Neutral Citation: [2010] IEHC 468


High Court Record Number: 2010 231 EXT

Date of Delivery: 12/14/2010

Court: High Court


Composition of Court:

Judgment by: Peart J.

Status of Judgment: Approved




Neutral Citation Number: [2010] IEHC 468

THE HIGH COURT
[2010 No. 231 Ext]




Between:

The Minister for Justice, Equality and Law Reform
Applicant
And

Noel McPhillips

Respondent

Judgment of Mr Justice Michael Peart delivered on the 14th day of December 2010:

The surrender of the respondent is sought by a judicial authority in Belgium on foot of a European arrest warrant which issued there on the 8th February 2008 in respect of 16 offences which are set forth in the warrant. This warrant was endorsed for execution here on the 2nd June 2010, and he was arrested on foot of same on the 18th June 2010 and brought before the High Court on the following day, 19th June 2010. He has been remanded on bail from time to time pending the determination of the present application for surrender.

The opening paragraph at the top of this warrant states that surrender is requested “for the purposes of executing a custodial sentence”. However, it is clear from the remainder of the warrant that this is not a case where the respondent has been convicted, let alone sentenced, and that in fact his surrender is sought so that he can be prosecuted in respect of these offences, though the respondent argues that in fact no decision has been made to prosecute him and that the purpose of seeking his surrender is so that he can be interrogated.

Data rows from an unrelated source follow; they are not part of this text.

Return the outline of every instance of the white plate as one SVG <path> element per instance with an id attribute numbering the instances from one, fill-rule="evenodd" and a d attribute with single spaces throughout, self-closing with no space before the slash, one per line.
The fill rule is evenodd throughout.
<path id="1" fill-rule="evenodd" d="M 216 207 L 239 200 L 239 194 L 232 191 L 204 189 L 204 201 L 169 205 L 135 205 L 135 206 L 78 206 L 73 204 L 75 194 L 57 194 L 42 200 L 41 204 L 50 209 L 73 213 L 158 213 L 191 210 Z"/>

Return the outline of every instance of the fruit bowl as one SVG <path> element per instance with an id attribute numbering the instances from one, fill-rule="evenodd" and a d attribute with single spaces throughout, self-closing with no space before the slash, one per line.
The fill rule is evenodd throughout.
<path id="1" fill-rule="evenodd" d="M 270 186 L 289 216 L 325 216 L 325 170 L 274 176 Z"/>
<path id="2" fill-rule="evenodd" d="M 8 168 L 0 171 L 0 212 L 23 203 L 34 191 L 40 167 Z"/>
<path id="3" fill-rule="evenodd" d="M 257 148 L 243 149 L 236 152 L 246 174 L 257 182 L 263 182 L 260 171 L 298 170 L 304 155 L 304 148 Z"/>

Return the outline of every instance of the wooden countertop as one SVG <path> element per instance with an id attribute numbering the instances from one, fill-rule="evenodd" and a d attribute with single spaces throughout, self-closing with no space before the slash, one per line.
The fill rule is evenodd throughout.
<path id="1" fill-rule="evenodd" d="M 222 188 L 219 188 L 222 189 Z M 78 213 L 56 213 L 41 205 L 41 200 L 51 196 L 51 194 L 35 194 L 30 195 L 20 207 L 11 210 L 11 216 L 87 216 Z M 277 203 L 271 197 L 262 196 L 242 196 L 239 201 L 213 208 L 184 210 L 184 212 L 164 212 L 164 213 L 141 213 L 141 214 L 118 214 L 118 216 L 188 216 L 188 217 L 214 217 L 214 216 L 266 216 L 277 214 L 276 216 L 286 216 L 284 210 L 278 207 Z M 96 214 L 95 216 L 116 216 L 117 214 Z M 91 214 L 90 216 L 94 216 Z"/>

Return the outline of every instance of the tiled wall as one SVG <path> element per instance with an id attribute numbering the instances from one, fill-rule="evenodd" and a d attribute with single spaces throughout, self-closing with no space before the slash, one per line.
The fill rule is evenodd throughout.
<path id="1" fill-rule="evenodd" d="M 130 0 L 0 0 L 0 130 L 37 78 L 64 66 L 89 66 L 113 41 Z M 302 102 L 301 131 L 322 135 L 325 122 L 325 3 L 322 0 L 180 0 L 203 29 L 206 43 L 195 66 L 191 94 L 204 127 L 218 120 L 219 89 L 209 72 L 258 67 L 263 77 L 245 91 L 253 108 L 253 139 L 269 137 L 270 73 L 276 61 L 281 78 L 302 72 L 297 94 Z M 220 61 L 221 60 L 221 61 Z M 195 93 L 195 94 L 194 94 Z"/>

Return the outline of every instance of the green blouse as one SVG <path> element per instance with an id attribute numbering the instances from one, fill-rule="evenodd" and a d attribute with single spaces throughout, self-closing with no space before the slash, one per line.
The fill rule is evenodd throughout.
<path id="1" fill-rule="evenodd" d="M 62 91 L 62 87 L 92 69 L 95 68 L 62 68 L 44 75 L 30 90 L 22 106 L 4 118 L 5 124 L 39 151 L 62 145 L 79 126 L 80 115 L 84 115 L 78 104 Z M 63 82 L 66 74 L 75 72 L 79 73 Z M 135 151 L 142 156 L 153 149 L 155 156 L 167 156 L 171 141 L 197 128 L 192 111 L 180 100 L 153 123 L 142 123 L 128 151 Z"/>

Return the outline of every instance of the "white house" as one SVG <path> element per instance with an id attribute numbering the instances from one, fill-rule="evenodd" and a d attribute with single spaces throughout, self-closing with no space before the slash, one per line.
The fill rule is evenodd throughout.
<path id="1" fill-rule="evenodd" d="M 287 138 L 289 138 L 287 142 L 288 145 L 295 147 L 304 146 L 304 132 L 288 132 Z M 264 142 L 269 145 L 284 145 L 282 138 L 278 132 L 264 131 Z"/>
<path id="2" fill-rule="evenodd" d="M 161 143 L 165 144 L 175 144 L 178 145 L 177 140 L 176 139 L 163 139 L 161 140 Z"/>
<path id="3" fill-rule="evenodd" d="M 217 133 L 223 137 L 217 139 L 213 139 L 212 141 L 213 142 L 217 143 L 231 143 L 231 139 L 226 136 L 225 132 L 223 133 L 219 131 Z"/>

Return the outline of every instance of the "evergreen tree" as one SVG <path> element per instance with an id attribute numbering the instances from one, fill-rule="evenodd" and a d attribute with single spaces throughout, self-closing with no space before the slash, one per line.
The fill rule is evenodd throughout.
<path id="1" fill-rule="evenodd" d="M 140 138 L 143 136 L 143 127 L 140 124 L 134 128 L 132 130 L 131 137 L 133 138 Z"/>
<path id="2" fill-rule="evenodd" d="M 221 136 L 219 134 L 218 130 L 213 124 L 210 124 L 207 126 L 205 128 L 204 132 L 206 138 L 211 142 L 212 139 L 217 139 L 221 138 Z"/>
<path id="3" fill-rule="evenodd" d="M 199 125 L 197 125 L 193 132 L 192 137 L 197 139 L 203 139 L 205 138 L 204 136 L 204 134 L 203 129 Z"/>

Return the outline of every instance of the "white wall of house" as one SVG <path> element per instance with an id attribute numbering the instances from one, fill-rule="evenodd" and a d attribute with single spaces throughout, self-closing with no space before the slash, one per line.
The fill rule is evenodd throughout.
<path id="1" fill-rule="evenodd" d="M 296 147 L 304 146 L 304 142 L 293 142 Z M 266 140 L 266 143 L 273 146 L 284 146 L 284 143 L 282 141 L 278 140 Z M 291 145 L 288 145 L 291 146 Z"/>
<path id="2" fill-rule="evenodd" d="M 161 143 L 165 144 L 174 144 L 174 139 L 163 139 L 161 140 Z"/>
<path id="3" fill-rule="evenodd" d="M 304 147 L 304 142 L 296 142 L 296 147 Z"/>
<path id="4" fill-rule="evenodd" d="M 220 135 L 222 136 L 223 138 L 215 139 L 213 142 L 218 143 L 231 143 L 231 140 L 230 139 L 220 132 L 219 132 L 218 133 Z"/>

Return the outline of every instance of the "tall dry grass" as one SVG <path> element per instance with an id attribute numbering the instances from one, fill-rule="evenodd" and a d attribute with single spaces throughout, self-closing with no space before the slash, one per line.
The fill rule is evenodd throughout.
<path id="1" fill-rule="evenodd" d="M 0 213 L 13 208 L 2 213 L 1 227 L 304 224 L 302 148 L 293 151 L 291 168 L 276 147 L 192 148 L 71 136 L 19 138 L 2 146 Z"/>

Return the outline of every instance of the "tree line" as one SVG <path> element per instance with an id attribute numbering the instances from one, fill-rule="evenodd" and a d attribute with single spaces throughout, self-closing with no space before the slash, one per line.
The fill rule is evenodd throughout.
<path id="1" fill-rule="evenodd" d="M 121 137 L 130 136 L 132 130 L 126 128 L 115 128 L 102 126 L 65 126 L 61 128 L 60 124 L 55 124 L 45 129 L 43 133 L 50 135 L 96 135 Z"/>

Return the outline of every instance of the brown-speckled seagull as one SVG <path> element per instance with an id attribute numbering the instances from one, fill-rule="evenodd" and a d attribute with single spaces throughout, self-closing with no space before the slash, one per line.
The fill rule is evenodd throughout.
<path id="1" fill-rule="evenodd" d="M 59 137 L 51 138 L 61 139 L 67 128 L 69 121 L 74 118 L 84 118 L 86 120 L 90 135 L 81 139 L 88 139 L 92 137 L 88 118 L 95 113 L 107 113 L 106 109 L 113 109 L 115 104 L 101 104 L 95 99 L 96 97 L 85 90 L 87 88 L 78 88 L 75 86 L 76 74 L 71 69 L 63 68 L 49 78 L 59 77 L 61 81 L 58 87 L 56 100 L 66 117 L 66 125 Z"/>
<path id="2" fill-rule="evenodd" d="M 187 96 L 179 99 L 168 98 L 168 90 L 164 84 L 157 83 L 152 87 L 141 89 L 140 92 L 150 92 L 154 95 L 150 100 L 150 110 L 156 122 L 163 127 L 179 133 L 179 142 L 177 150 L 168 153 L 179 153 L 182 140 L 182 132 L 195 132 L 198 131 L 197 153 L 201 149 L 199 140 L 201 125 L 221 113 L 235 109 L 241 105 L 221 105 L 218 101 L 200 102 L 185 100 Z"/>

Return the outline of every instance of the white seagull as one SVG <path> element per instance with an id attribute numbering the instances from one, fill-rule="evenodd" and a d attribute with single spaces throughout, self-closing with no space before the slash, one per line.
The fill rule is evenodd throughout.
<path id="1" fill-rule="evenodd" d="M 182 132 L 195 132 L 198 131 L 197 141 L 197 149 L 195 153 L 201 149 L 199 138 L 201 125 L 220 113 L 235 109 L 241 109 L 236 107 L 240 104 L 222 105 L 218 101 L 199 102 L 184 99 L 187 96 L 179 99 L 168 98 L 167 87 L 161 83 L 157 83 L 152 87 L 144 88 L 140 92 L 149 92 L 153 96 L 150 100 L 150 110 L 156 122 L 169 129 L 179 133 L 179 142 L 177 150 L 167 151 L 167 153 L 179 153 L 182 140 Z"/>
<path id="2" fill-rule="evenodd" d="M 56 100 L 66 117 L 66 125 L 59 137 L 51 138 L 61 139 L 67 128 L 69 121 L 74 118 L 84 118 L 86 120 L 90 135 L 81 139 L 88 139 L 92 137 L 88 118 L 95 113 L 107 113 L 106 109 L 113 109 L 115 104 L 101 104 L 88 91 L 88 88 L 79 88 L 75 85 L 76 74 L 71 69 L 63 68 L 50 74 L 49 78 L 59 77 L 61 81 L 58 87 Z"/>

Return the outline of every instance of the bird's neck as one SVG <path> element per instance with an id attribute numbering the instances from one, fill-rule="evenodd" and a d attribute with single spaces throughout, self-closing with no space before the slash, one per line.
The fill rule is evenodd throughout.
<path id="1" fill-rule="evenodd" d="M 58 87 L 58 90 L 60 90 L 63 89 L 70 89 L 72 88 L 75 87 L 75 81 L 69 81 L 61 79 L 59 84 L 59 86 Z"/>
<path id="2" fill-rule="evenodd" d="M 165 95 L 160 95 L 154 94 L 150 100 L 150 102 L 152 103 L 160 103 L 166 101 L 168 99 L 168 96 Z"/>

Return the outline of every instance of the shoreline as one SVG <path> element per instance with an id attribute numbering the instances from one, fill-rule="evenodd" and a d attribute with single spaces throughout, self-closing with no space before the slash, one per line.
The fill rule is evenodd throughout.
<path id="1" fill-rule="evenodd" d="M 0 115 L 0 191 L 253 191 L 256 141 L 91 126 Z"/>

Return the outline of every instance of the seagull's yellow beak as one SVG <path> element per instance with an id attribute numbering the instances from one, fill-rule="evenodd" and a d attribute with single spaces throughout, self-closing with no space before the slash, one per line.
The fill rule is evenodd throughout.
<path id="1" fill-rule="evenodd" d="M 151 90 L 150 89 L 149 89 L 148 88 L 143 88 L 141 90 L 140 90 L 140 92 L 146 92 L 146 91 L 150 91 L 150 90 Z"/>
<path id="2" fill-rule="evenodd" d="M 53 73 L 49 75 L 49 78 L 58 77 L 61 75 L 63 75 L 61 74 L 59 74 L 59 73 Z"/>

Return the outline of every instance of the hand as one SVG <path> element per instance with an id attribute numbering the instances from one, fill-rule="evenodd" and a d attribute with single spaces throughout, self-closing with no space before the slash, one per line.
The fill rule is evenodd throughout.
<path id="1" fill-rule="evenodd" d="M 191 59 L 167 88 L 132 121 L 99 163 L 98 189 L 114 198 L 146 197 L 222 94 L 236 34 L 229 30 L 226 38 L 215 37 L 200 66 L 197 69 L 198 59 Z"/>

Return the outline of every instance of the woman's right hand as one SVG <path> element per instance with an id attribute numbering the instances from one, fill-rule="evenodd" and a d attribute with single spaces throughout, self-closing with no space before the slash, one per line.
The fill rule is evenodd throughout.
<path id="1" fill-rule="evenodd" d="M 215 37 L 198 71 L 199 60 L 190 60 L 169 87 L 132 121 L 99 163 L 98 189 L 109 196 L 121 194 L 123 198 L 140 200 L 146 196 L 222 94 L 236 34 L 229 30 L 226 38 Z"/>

Tony McGillicuddy BL for the applicant submits that a commonsense approach should be taken by ignoring what is obviously an error in preparing the warrant, especially where it is clear from the remainder of the warrant that it is for the purposes of prosecution. However, no clarification or correction of this error has been sought or provided on this application. As it happens, no issue was raised by the respondent in relation to this error in the heading of the warrant in the Points of Objection or Supplemental Points of Objection which have been filed in this case, except that there is a general point raised, as I will come to, that the warrant is lacking in detail as regards the respondent, and does not fulfil the requirements of section 11 of the Act of 2003, and that accordingly the respondent should not be surrendered on foot of it.

No issue arises as to the identity of the respondent, but I am satisfied in any event from the Affidavit of Garda Paul Fee that the person who he arrested on the 18th June 2010 and brought before the Court on the following day is the person in respect of whom this warrant has been issued.

Points of Objection:
A number of objections are raised by the respondent and in respect of which Michael Forde SC has made submissions. These can be summarised in the following way:

      1. The warrant does not adequately specify the domestic decision on foot of which the European arrest warrant has been issued.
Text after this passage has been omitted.